Snowflake’s number one value is to ‘put customers first.’ Snowflake remains focused on delivering continuous innovations with regular releases to improve performance and efficiency, often requiring no action from customers. With this in mind, Snowflake is introducing the new SPI to quantify improvements over time by analyzing actual customer workloads. Based on the SPI, query duration time has improved by 15 per cent since Snowflake began tracking this metric over the last eight months for stable customer workloads in Snowflake. The SPI highlights Snowflake’s commitment to continuously optimizing cost and performance for customers and providing them with more transparency on the quantitative performance impact of platform capabilities and hardware improvements on their production workloads over time.
In addition, Snowflake is advancing its single platform to support a broader set of advanced analytics capabilities including pre-built machine learning functions for SQL users (public preview), and expanding its unified governance and privacy with new data quality metrics and classification features (both in private preview).
“Snowflake’s single platform continues to be core to our innovation strategy, and we’re constantly enhancing it so customers can access, understand, and protect their data seamlessly while benefiting from Snowflake’s leading performance, scale, and governance,” said Christian Kleinerman, SVP of Product, Snowflake. “We’re unlocking a new data era for customers, leveraging AI and eliminating silos previously bound by format, location, and more to revolutionize how organizations put their data to work and drive insights with the Data Cloud.”
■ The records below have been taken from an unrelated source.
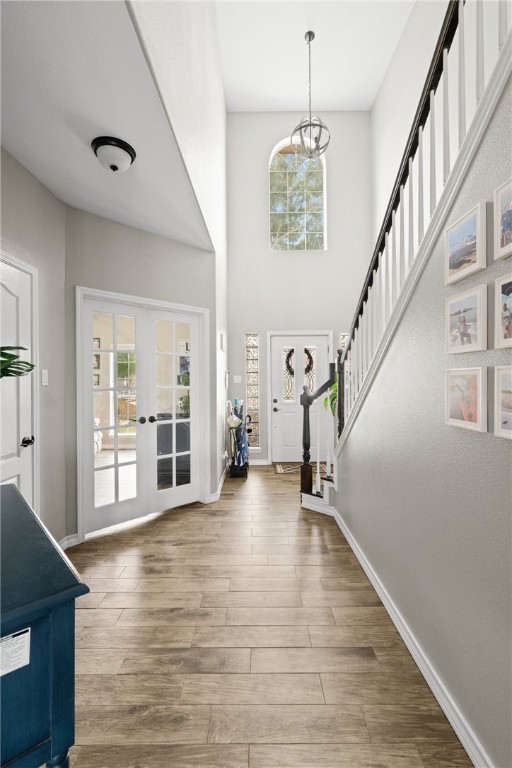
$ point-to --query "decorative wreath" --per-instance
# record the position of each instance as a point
(289, 366)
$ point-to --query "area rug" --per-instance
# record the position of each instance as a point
(290, 468)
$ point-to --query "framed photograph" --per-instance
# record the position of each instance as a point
(465, 246)
(503, 401)
(503, 221)
(466, 398)
(503, 312)
(466, 321)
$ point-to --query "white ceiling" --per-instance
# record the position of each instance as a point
(72, 71)
(265, 56)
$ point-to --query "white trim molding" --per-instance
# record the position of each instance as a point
(270, 334)
(33, 271)
(459, 723)
(69, 541)
(202, 314)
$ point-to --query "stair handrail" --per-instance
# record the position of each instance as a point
(306, 400)
(448, 29)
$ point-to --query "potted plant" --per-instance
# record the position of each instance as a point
(10, 363)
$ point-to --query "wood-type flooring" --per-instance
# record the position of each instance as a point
(244, 634)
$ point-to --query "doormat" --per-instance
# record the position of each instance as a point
(291, 468)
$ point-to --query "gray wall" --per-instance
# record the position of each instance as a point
(70, 248)
(293, 290)
(33, 230)
(430, 504)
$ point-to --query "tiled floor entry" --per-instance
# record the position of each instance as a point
(240, 634)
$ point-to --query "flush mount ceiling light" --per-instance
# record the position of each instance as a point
(114, 154)
(311, 133)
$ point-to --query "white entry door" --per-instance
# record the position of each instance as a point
(141, 428)
(17, 395)
(297, 361)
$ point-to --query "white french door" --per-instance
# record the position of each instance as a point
(141, 415)
(297, 361)
(18, 433)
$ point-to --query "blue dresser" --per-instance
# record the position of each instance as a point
(38, 590)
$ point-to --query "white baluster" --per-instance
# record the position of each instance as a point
(410, 254)
(382, 276)
(462, 76)
(502, 23)
(394, 262)
(402, 237)
(432, 155)
(446, 119)
(346, 388)
(479, 50)
(420, 185)
(362, 328)
(385, 276)
(355, 361)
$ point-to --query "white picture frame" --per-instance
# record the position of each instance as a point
(466, 398)
(465, 246)
(503, 401)
(503, 220)
(466, 321)
(503, 312)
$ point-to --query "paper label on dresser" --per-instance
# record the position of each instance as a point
(14, 651)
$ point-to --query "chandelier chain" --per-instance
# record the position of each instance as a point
(309, 58)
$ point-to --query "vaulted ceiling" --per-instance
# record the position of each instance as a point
(74, 70)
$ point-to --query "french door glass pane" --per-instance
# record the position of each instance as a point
(115, 408)
(172, 397)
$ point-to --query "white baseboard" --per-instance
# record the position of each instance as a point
(316, 504)
(460, 725)
(69, 541)
(216, 495)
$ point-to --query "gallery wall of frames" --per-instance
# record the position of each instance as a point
(467, 317)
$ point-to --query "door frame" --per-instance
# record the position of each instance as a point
(273, 334)
(202, 314)
(33, 272)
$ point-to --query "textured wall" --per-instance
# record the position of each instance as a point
(430, 504)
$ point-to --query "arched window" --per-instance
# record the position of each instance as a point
(297, 200)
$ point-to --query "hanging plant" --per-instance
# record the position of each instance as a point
(11, 365)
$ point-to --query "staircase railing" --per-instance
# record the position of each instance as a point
(306, 400)
(457, 66)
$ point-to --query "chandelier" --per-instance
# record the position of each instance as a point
(311, 133)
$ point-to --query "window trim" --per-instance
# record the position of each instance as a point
(280, 144)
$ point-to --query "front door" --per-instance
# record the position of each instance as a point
(141, 429)
(297, 360)
(18, 432)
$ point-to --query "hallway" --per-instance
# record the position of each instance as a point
(240, 634)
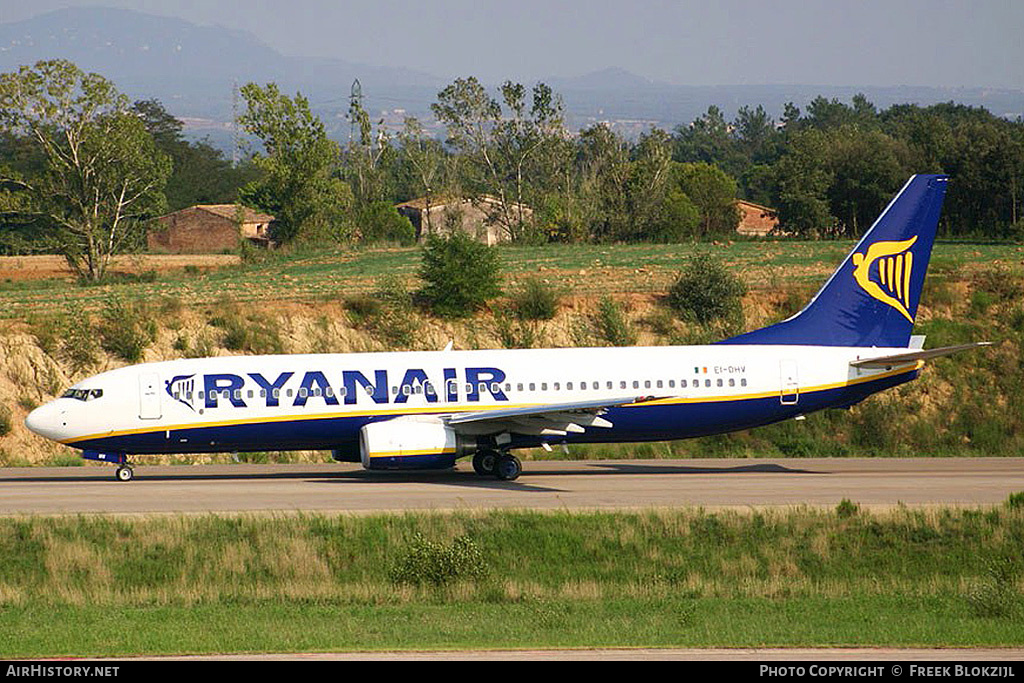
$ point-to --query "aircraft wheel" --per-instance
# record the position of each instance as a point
(484, 462)
(509, 468)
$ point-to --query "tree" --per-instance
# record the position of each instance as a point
(300, 186)
(714, 195)
(499, 145)
(102, 175)
(427, 159)
(201, 173)
(460, 274)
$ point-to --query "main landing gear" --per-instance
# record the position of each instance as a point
(501, 464)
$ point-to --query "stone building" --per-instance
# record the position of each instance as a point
(756, 219)
(478, 216)
(209, 228)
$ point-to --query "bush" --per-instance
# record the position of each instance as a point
(69, 336)
(612, 326)
(460, 274)
(379, 221)
(126, 329)
(534, 300)
(706, 291)
(252, 333)
(438, 564)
Snowflake also announced new innovations that extend data programmability for data science, data engineering, and application development. The company is expanding the scope of Snowpark so developers can unlock broader infrastructure options such as accelerated computing with NVIDIA GPUs and AI software to run more workloads within Snowflake’s secure and governed platform without complexity, including a wider range of AI and machine learning (ML) models, APIs, internally-developed applications, and more. Using Snowpark Container Services, Snowflake customers also get access to an expansive catalogue of third-party software and apps including LLMs, Notebooks, MLOps tools, and more within their account.
Snowflake is simplifying and scaling how users develop, operationalize, and consume ML models, unveiling new innovations so more organizations can bring their data and ML models to life. Snowpark continues to serve as Snowflake’s secure deployment and processing of non-SQL code with various runtimes and libraries — expanding who can build and what gets built in the Data Cloud. It lets builders work with data more effectively in their programming languages and tools of choice while providing organizations with the automation, governance, and security guarantees missing in legacy data lakes and big data environments.